Longe dos corredores alcatifados e do conforto dos gabinetes das organizações de serviços tive a oportunidade de, recentemente, trabalhar para uma empresa industrial em África. A dureza do ambiente, as condições inerentes ao tipo de actividade, em laboração contínua, distante de qualquer cidade ou vila num país com limitações diferentes daquelas que habitualmente conhecemos, foi um exemplo de que é possível ter uma grande parte de um universo de 1500 pessoas comprometida com os objectivos da organização, da equipa e individuais.
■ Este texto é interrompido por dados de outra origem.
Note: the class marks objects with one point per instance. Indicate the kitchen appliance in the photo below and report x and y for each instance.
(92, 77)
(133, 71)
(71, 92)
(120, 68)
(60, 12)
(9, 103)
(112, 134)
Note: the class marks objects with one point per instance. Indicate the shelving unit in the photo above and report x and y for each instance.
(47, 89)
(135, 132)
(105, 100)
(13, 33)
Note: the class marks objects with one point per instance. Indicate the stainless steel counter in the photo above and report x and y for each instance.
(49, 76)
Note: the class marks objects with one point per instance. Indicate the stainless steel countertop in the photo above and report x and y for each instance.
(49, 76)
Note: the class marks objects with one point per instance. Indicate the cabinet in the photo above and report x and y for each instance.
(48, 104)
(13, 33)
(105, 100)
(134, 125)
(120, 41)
De notar que 95% dos empregados desta grande empresa são nacionais e desses, 60% são locais e que 12% são mulheres, algumas delas em lugares de chefia.

Sendo uma empresa do sector privado os indicadores de produtividade, com tudo o que a produtividade encerra, são determinantes para prestar contas aos accionistas, mas a grande preocupação é a segurança das pessoas e esse é um dos valores inscrito na missão desta organização. Claro que sabemos que a ausência de acidentes de trabalho é um factor chave para alcançar os níveis de produção exigidos mas o modo como todos têm interiorizado esse valor é visível nos comportamentos de cada um. Todos conhecem o significado das regras, o porquê de ter de ser assim e não de outra maneira o que faz com que esses comportamentos sejam absolutamente naturais. Não é preciso pensar antes de adoptá-los graças à forma como foram comunicados e, sobretudo, graças ao exemplo que vem dos líderes da empresa.
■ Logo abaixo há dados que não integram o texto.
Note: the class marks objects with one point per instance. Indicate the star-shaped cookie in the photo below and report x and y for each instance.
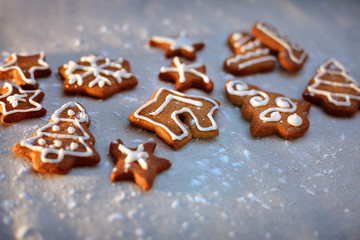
(139, 164)
(25, 69)
(186, 75)
(17, 104)
(177, 46)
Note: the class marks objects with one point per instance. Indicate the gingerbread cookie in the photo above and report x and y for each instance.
(334, 89)
(186, 75)
(251, 55)
(291, 56)
(97, 76)
(177, 117)
(139, 164)
(25, 69)
(63, 143)
(178, 46)
(17, 104)
(269, 112)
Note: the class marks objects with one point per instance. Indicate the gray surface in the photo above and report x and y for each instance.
(233, 186)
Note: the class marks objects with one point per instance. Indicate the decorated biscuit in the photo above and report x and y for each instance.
(139, 164)
(97, 76)
(177, 46)
(251, 56)
(17, 104)
(25, 69)
(186, 75)
(334, 89)
(291, 56)
(176, 117)
(269, 112)
(63, 143)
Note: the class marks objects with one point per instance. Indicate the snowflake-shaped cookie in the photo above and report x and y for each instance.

Escrevi anteriormente que de pouco vale às empresas apregoarem a sua missão e os seus valores se estes não forem traduzidos em comportamentos visíveis por parte da liderança. Quantas organizações já vimos anunciarem, por exemplo, a integridade como um valor, para, no dia seguinte, vermos os seus líderes nas páginas dos jornais nem sempre pelos melhores motivos. Um valor é algo inegociável, é algo que nos faz parar, é uma fronteira entre aquilo que podemos e não podemos fazer para sentirmos respeito por nós próprios. Por isso, antes de serem definidos vale a pena reflectir sobre se somos ou não capazes de os sustentar.
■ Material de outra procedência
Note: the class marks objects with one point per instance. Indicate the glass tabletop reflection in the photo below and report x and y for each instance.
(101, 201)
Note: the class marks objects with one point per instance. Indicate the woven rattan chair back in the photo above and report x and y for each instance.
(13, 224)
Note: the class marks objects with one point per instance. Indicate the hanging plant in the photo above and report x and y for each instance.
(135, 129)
Para a minha estadia, levei na bagagem o livro Porgy and Bess, de Dubose Heyward, e nem de propósito há uma passagem em que Bess é presa por consumo de droga e a polícia pretende saber quem lha vendeu. Ela não faz a denúncia e quando recebe a visita de uma amiga, esta pergunta-lhe:

“- O que te faz não dizer ao carcereiro quem ele é, e voltar logo para casa?”

Bess ficou calada; depois, levantou a cabeça e fitou nos olhos a mulher mais velha.

– Eu sou uma mulher feita. Se tomo drogas, isso é comigo. E se torno a pôr as mãos nesse negro, nem a mãe dele depois o conhece! Mas não vou denunciá-lo aos brancos.

Amaciaram-se-lhe os traços duros em volta da boca e, em pouco mais que um murmúrio, acrescentou:

– Tenho de ser séria com alguma coisa, ou não podia tornar a aparecer ao Porgy”.

Como diz alguém que admiro, está tudo na literatura.